Although best known for popular youth-oriented TV shows such as "Smallville" and "What I Like About You," Mike Tollin and his producing partner, Brian Robbins, also have carved a niche in Hollywood for stories set amid the sports world.
There's baseball (the feature films "Hardball," "Summer Catch" and documentary "Hank Aaron: Chasing the Dream"), basketball (the documentary "Hardwood Dreams," cable TV's "Slamball" and the new hoops-themed TV show "One Tree Hill") and football with the feature film "Varsity Blues."
A Philadelphia-born sports nut still coping with the infamous 1964 Phillies collapse, Tollin recently directed "Radio" for Revolution Studios and Columbia Pictures. The film, which opened last month, was inspired by a 1996 Sports Illustrated story Tollin read about James Robert Kennedy, a developmentally disabled man nicknamed "Radio" in Anderson, S.C., who blossomed and became something of a folk hero when he was allowed to help out with a high school football team. The film stars Cuba Gooding Jr. as Radio and Ed Harris as his mentor, Coach Harold Jones.
What is it about sports movies that allow you to tell a larger story?
Brian and I have done 10 films now, five of which have at least a sports backdrop. "Radio" isn't a conventional sports movie in that it's not about does the team win the big game in the end. Having said that, sports is a great access point for the audience. It provides structure for a filmmaker. You know what's at stake, you know who the good guys are. You know who to root for.
What drew you to Radio's story?
It was a story that had resonance for me in large part because of a film I made six years earlier. We went to Africa with a group of 12 California Special Olympians, climbed Mt. Kilimanjaro and at 16,000 feet we got hit by a monsoon. The so-called mentally challenged athletes behaved much more admirably and much more courageously and taught us all something.
You make a point of saying the film "is inspired by" a true story and is not verbatim. Why?
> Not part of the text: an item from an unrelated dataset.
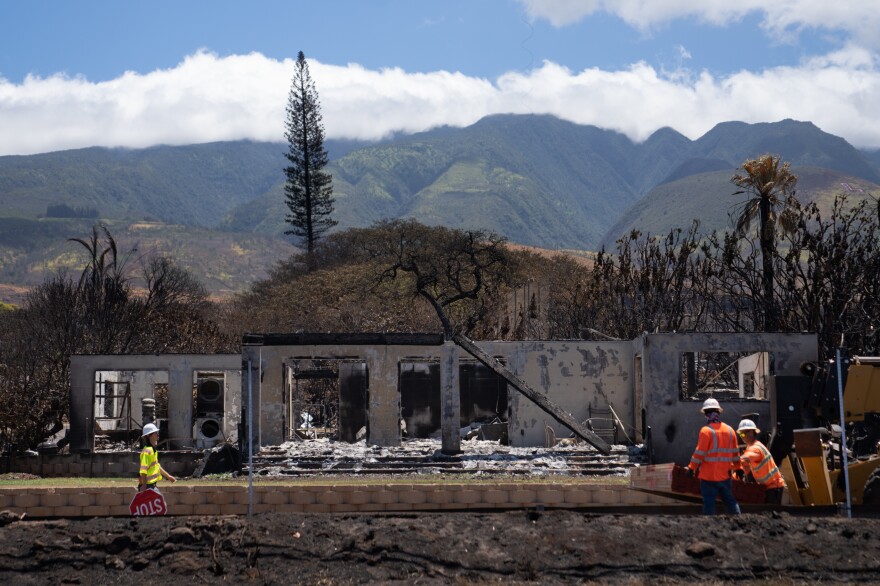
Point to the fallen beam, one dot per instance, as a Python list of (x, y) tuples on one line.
[(537, 398)]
It's a story that happened over four decades. For purposes of telling a dramatic story, we decided to do it in one year from fall through spring. Obviously we had to use composite characters and had to invent some plot points, but the essence for me is capturing the relationships, the magic and the essence of what happened in this town. The coach's wife came up to me after a screening and said, "How do you get so close to the story without knowing what really went on?"
How do you do that?
We spent quote a lot of time on it. For the sake of authenticity, we went to Coach Jones' attic and got his old game films and his old playbook. The plays Ed Harris has drawn up on 3X5 cards is from the same playbook for the '70 teams.
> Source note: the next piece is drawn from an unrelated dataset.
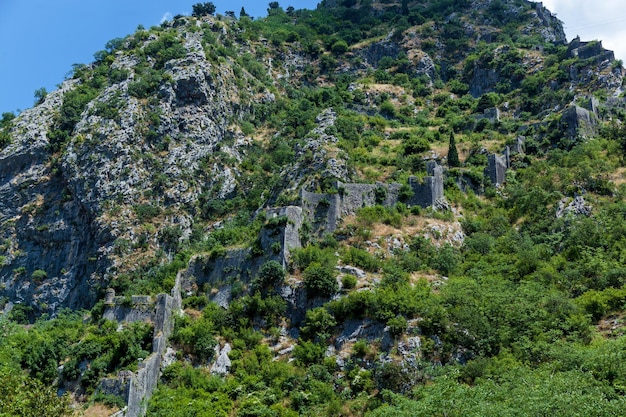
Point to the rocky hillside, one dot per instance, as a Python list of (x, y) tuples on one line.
[(137, 152), (299, 172)]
You auditioned 1,500 young men as players for the football team. Did you feel like a head coach having to cut them?
We had a guy, Mark Ellis, who had done the sports in our other movies. He treats it as if he's putting a real team together to win a championship. He lines the guys up on the first day and says if you were not All-League or the best player on your high school team you should not be here. He puts together a playbook. It's 80 pages thick. Every single play is choreographed. When it's 4 in the morning with 5,000 extras in 25-degree weather and you run the reverse, they had better run it right.
How has the real Radio reacted to this?
He has little cards that say "Radio: Movie Star" that he hands out with his autograph. He's just loving the ride.